Bill Wolcott's Sports Spectrum: Don't forget Nats' ties to NF

Bill Wolcott

It was the summer of 1968. Washington had the shakiest franchise in major league baseball. Buffalo had the shakiest franchise in baseball. Within two years, both franchises would flee to Canada.

Before that, in Niagara Falls, the Senators and the Bisons would meet at Hyde Park Stadium for a once-in-a-lifetime game in our power city.

An American League team, the Washington Senators, played its International League farm team here. Niagara Falls, which took in the orphaned Buffalo Bisons in 1967, welcomed the Herd. Racial tensions forced the Bisons to move night games out of War Memorial Stadium at Jefferson and Best and make a mid-season move to Niagara Falls.

Our city got to see future stars Johnny Bench and Hal McRae and a handful of former major leaguers under the seasoned-eye of manager Don Zimmer. Attendance was very good at the park christened by FDR during the Depression and Buffalo signed a three-year contract to play night games in Niagara Falls.

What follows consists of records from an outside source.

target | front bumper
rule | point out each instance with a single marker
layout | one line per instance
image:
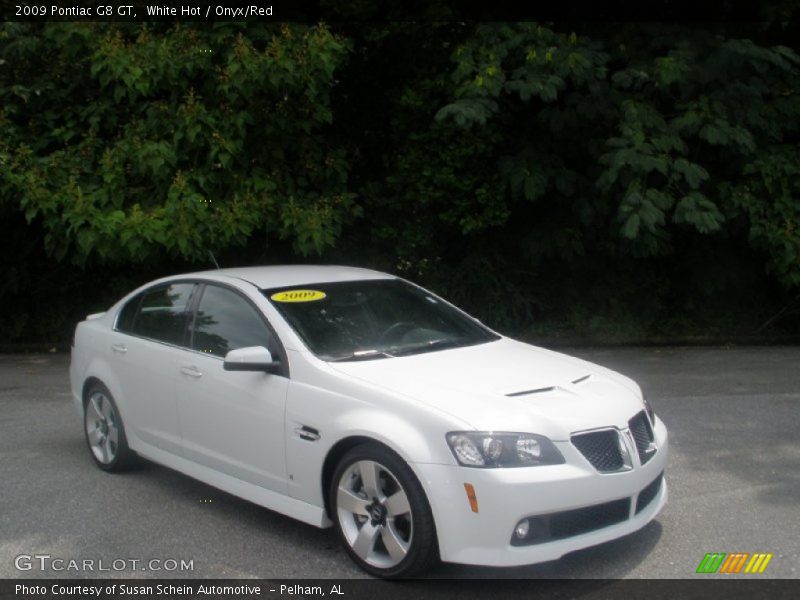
(505, 496)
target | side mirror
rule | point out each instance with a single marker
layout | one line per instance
(253, 358)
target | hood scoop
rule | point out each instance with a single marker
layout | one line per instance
(529, 392)
(545, 389)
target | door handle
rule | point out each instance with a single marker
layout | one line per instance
(191, 371)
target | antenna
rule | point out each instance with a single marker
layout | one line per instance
(214, 260)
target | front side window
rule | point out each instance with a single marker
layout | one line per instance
(162, 314)
(360, 320)
(225, 321)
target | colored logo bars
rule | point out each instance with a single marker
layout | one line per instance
(733, 563)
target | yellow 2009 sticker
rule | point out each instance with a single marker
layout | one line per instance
(298, 296)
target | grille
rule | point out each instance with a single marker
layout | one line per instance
(647, 494)
(601, 448)
(561, 525)
(642, 435)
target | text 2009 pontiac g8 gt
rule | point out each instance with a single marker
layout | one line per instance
(351, 397)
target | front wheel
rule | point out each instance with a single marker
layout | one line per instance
(381, 513)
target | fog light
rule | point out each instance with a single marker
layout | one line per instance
(522, 529)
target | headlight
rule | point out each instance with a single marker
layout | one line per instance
(650, 412)
(492, 449)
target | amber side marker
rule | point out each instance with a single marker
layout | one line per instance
(473, 499)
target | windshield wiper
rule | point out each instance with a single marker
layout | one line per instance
(362, 355)
(427, 346)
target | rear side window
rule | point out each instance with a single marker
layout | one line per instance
(128, 313)
(162, 313)
(226, 321)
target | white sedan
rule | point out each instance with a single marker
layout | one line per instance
(348, 397)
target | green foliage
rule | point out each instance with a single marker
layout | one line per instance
(130, 143)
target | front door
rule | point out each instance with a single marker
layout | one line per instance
(232, 421)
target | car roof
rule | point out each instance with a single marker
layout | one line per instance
(288, 275)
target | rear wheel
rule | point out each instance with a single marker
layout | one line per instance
(104, 430)
(381, 513)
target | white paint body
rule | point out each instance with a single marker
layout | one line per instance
(238, 431)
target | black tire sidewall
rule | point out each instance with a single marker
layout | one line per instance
(123, 457)
(423, 551)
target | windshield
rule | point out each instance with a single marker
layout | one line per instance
(373, 319)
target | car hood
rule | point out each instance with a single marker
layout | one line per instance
(506, 385)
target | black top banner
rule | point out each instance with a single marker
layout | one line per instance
(384, 10)
(265, 589)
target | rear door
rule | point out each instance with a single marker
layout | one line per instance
(145, 346)
(232, 421)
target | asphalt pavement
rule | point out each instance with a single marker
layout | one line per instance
(734, 482)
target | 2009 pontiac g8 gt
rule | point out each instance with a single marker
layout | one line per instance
(348, 397)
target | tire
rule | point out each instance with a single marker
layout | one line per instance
(104, 431)
(381, 514)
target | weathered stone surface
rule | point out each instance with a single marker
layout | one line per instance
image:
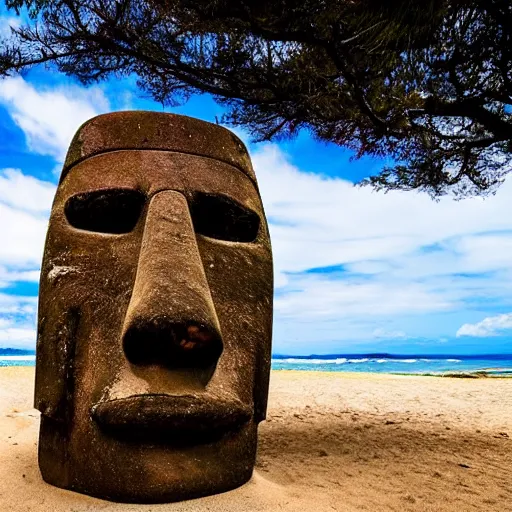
(155, 312)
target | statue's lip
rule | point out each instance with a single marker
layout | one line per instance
(160, 412)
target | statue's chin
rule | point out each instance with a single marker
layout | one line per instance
(153, 468)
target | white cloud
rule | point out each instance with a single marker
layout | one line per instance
(24, 192)
(384, 334)
(25, 204)
(399, 254)
(490, 326)
(49, 117)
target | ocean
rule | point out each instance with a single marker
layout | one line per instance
(496, 364)
(499, 365)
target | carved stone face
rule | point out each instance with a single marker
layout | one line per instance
(155, 312)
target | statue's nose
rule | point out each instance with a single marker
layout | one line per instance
(171, 319)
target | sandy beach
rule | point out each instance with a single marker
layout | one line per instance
(332, 441)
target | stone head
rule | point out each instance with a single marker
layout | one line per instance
(155, 312)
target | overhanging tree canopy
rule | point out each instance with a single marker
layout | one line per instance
(427, 83)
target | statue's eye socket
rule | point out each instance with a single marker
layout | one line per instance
(105, 211)
(219, 217)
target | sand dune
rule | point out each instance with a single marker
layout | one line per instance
(333, 441)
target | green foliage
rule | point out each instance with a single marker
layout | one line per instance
(428, 84)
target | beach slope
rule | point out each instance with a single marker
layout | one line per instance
(332, 441)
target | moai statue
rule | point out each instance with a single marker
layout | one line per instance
(155, 312)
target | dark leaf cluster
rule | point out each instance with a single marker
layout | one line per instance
(427, 84)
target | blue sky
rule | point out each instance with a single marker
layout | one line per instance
(355, 270)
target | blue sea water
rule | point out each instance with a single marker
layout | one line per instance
(401, 364)
(499, 365)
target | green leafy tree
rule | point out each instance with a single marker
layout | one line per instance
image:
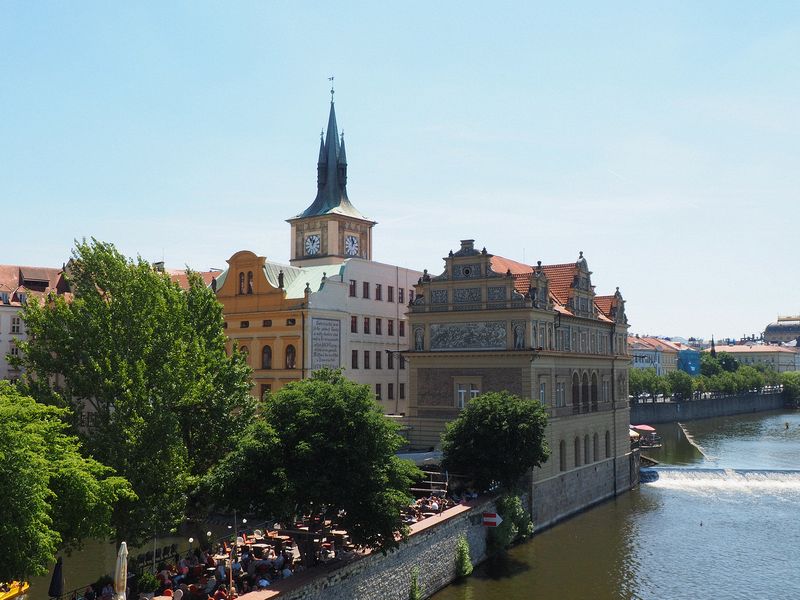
(145, 362)
(791, 387)
(497, 438)
(728, 362)
(516, 526)
(321, 446)
(680, 382)
(53, 497)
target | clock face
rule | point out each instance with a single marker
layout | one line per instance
(312, 245)
(351, 245)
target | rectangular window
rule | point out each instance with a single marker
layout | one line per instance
(461, 395)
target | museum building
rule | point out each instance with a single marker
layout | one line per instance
(487, 323)
(332, 305)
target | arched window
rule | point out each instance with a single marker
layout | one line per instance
(585, 393)
(291, 355)
(266, 357)
(576, 394)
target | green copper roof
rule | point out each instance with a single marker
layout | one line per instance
(332, 177)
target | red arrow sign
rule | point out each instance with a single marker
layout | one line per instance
(491, 519)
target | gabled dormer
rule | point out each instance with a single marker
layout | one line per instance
(581, 290)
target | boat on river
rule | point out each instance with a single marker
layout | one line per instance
(648, 438)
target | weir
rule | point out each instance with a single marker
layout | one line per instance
(721, 478)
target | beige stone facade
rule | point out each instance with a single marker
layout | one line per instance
(492, 324)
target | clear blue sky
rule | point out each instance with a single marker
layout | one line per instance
(661, 138)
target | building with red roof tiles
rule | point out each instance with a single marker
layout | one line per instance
(17, 285)
(488, 323)
(779, 358)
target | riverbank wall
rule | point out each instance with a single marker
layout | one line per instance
(574, 491)
(705, 408)
(431, 548)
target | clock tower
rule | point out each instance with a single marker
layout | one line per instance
(331, 229)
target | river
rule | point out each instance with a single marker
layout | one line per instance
(689, 534)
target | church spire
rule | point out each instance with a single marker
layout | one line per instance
(331, 174)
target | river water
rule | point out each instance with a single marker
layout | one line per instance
(712, 533)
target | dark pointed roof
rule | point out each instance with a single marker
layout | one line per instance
(331, 177)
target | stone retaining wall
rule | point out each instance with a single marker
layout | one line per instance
(689, 410)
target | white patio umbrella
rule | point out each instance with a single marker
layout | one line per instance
(121, 572)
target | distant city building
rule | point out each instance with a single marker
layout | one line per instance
(779, 358)
(332, 306)
(487, 323)
(663, 355)
(785, 329)
(17, 285)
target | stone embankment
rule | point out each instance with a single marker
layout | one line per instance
(690, 410)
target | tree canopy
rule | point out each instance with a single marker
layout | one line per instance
(497, 438)
(52, 496)
(321, 446)
(142, 365)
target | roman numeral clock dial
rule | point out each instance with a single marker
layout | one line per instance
(351, 245)
(312, 245)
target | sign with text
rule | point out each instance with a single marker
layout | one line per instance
(325, 343)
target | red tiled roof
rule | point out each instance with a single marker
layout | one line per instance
(559, 279)
(182, 279)
(501, 266)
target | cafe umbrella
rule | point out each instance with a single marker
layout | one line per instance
(56, 589)
(121, 572)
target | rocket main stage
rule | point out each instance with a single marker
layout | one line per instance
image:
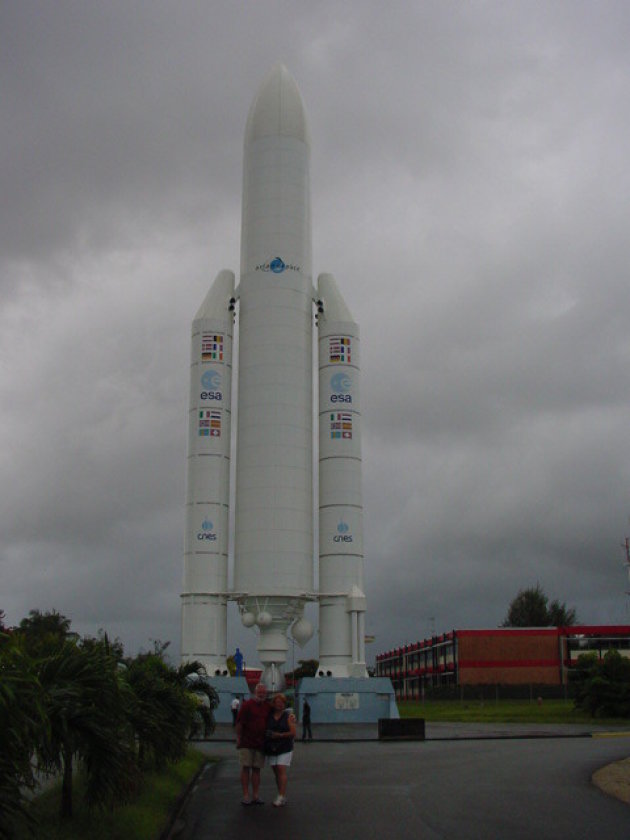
(274, 515)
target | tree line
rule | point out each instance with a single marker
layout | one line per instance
(68, 702)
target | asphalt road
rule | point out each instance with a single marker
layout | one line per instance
(490, 789)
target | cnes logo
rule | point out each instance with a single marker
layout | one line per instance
(342, 534)
(207, 531)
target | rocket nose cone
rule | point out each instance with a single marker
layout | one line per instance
(277, 109)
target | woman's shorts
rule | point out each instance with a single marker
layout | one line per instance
(284, 759)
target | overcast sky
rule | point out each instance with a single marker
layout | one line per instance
(471, 195)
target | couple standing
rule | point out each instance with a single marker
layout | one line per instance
(264, 729)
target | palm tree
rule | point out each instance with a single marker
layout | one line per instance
(84, 702)
(21, 722)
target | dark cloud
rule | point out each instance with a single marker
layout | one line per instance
(470, 189)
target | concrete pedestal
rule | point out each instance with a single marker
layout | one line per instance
(228, 688)
(347, 699)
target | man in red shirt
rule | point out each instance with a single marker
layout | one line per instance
(251, 725)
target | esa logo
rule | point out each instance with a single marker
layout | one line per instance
(207, 531)
(211, 383)
(277, 265)
(342, 534)
(340, 384)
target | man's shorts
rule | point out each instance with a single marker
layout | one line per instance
(284, 759)
(251, 758)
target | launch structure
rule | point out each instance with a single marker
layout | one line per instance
(278, 308)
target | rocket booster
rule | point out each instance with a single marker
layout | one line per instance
(274, 499)
(273, 549)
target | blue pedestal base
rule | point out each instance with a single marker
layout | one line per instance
(228, 688)
(347, 700)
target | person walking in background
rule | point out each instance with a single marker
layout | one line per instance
(306, 721)
(235, 707)
(279, 745)
(251, 724)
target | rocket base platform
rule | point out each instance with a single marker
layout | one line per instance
(347, 700)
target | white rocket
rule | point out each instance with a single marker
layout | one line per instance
(274, 514)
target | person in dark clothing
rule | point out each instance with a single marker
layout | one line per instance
(306, 721)
(279, 744)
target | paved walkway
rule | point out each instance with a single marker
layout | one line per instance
(464, 782)
(224, 732)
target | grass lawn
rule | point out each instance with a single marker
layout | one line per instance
(142, 819)
(501, 711)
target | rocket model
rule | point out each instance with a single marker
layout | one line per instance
(274, 510)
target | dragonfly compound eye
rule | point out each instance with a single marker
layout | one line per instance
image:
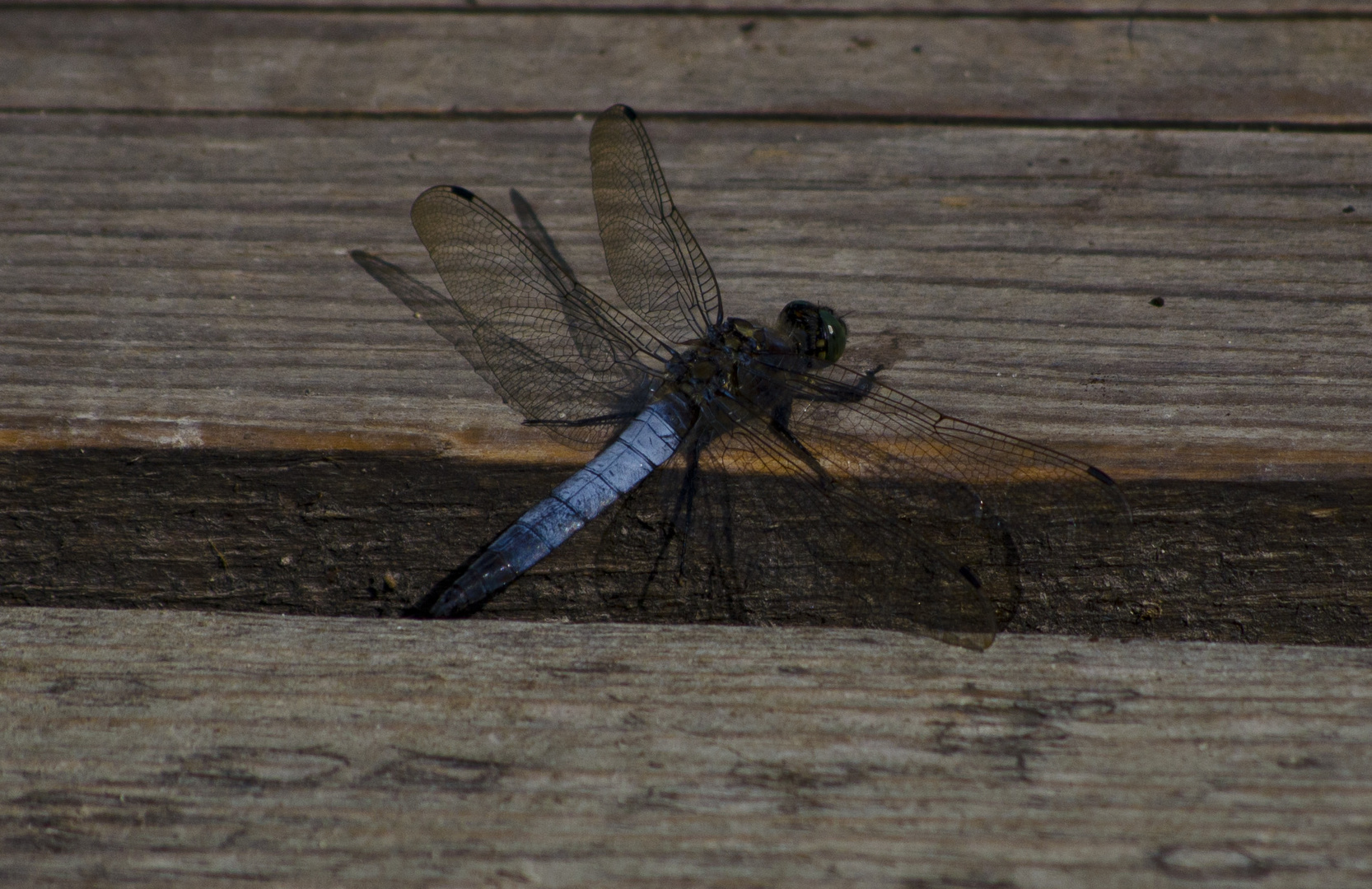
(815, 329)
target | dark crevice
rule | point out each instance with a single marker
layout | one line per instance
(472, 7)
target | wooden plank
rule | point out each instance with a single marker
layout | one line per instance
(184, 283)
(156, 748)
(369, 534)
(1300, 70)
(187, 283)
(1019, 8)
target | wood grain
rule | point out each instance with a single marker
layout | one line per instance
(371, 534)
(146, 748)
(953, 8)
(187, 283)
(1300, 70)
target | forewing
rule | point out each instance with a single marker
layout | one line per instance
(657, 268)
(758, 535)
(549, 347)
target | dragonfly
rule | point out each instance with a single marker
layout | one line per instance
(748, 473)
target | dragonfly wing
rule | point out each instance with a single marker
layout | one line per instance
(657, 268)
(755, 534)
(556, 351)
(880, 432)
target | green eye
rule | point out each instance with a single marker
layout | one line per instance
(834, 333)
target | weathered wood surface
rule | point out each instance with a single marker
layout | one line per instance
(369, 535)
(187, 283)
(951, 8)
(1294, 70)
(170, 748)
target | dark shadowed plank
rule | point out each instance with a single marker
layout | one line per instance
(185, 283)
(1298, 70)
(152, 748)
(371, 534)
(760, 8)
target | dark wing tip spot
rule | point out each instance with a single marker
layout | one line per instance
(1099, 477)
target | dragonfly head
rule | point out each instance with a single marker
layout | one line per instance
(815, 329)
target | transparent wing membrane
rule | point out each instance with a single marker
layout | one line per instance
(801, 491)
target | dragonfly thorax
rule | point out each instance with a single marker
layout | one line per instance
(817, 331)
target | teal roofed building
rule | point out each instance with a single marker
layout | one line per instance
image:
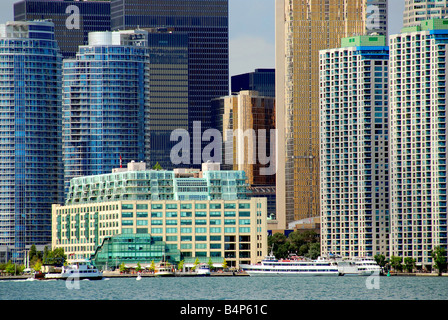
(132, 249)
(136, 182)
(137, 215)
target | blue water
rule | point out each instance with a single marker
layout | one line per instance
(231, 288)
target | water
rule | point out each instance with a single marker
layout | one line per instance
(231, 288)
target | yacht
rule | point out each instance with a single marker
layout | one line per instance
(293, 266)
(363, 266)
(78, 269)
(203, 270)
(163, 269)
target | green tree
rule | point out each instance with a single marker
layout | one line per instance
(380, 260)
(54, 257)
(14, 269)
(314, 251)
(224, 264)
(396, 263)
(181, 264)
(37, 266)
(196, 263)
(409, 264)
(152, 267)
(32, 253)
(439, 257)
(279, 245)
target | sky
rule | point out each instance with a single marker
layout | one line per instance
(251, 31)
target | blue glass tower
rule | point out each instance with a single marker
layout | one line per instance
(73, 20)
(30, 135)
(104, 103)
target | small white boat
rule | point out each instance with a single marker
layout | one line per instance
(163, 270)
(78, 269)
(203, 270)
(363, 266)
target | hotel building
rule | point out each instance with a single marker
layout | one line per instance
(354, 166)
(302, 29)
(418, 140)
(203, 214)
(30, 136)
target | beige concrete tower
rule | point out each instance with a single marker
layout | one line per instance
(303, 27)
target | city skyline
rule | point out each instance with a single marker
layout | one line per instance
(251, 31)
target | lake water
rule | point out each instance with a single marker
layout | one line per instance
(231, 288)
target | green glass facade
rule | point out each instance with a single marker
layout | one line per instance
(132, 249)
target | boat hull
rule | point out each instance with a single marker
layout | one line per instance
(291, 274)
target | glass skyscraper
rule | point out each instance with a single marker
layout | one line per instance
(261, 80)
(418, 141)
(354, 166)
(206, 23)
(104, 103)
(73, 20)
(30, 135)
(168, 93)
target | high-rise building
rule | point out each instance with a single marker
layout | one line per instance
(206, 24)
(418, 140)
(73, 20)
(354, 166)
(416, 11)
(105, 98)
(30, 135)
(261, 80)
(302, 29)
(247, 123)
(168, 93)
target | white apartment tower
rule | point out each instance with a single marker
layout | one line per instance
(418, 138)
(416, 11)
(354, 185)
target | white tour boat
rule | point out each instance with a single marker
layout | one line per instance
(293, 266)
(363, 266)
(203, 270)
(163, 270)
(78, 269)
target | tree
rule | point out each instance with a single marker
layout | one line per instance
(409, 264)
(280, 245)
(54, 257)
(395, 263)
(152, 267)
(180, 266)
(380, 260)
(196, 263)
(224, 264)
(37, 266)
(314, 251)
(210, 263)
(439, 258)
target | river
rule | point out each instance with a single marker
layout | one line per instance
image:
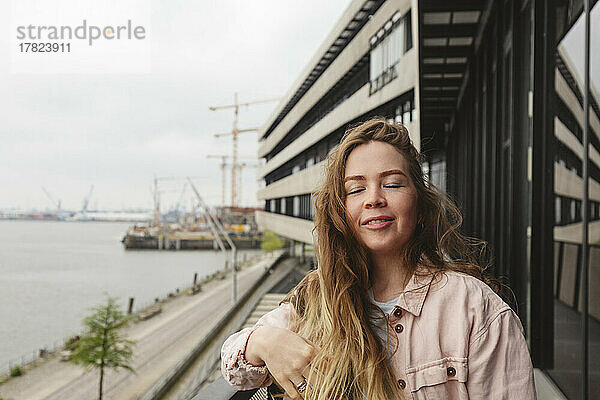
(51, 273)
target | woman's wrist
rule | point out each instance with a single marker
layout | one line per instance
(253, 353)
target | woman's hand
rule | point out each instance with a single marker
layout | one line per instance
(286, 354)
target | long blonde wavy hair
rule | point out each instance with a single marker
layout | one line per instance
(333, 307)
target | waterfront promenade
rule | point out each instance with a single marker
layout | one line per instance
(161, 342)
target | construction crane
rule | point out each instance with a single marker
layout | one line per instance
(235, 132)
(86, 200)
(223, 165)
(241, 166)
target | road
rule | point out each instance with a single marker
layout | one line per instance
(161, 342)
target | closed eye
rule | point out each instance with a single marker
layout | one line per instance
(355, 190)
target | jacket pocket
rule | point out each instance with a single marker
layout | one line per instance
(441, 379)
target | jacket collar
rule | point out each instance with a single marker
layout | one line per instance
(413, 296)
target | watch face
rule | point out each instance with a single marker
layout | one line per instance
(275, 391)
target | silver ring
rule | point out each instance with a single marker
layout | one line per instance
(301, 386)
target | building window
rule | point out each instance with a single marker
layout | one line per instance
(387, 47)
(296, 206)
(437, 173)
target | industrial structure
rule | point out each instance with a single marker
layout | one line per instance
(493, 94)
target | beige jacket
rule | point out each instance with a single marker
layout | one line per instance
(456, 340)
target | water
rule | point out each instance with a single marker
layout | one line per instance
(51, 273)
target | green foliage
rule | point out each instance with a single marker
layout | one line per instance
(271, 241)
(16, 371)
(102, 346)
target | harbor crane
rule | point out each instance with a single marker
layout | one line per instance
(86, 200)
(241, 166)
(235, 132)
(223, 184)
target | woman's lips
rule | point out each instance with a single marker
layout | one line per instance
(378, 223)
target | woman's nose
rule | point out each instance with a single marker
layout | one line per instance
(375, 198)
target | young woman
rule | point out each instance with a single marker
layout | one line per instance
(399, 306)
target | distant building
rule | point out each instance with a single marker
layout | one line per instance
(492, 94)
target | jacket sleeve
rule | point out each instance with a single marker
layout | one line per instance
(499, 362)
(234, 366)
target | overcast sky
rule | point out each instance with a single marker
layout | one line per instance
(67, 131)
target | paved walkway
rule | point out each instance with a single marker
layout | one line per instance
(161, 342)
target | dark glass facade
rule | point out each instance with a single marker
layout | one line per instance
(509, 124)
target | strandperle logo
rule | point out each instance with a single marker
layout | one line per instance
(84, 31)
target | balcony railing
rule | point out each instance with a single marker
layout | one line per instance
(221, 390)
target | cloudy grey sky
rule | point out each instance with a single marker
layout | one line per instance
(67, 131)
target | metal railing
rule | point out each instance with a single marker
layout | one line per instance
(221, 390)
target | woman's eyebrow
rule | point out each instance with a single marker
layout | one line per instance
(354, 178)
(381, 175)
(392, 172)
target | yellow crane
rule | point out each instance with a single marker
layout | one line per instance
(235, 132)
(223, 165)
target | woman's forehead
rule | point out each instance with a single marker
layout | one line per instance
(374, 158)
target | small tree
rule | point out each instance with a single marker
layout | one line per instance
(271, 241)
(102, 346)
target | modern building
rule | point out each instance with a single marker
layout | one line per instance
(493, 94)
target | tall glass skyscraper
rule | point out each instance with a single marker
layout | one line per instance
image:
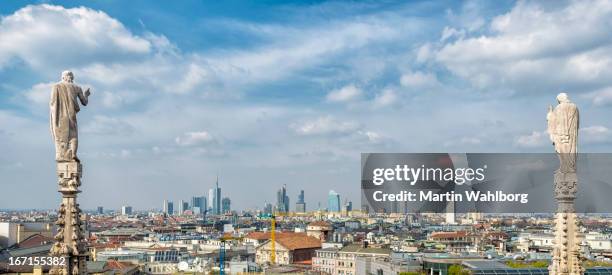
(214, 199)
(333, 201)
(198, 204)
(282, 200)
(300, 205)
(168, 207)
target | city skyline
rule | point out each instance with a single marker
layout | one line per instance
(289, 96)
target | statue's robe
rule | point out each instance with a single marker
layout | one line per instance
(565, 124)
(64, 108)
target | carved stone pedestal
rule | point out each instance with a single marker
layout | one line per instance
(566, 258)
(70, 241)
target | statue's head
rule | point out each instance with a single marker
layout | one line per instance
(563, 98)
(67, 76)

During the off-season, the city put up new lights in order to reach Triple-A standards. The city was so excited it had a welcoming luncheon in the spring of 1968. The mayor was so excited he told Hyde Park neighbors that if they didn’t like the new lights to “Go to Hell.”

That quote cost Mayor E. Dent Lackey a trip to the Democratic National Convention, but hizzoner owned up to it.

The bonus was, the Washington Senators would play in Niagara Falls.

Fans from all over the Niagara Frontier more than filled the old park. They were backed up behind the snow fence down the left field and right field lines. They poked their noses between the ads in the outfield.

The cash-strapped Bisons lost count of the attendance, but it was estimated at over 7,000.

Brant Alyea of the Bisons won the home run derby over Frank Howard of the Nation’s Capitol.

Washington won the game, but Niagara Falls had a great experience.

There was discontent in 1969 when Buffalo decided to put the next exhibition game in Buffalo. The Senators died and moved to Montreal to become the Expos, the Bisons moved to Winnepg and to oblivion. The Bisons were eventually reborn.

The Expos moved to Washington and became the Nationals. Washington won the World Series 50 years after the last Bisons game at Hyde Park. We remember, Washington was here.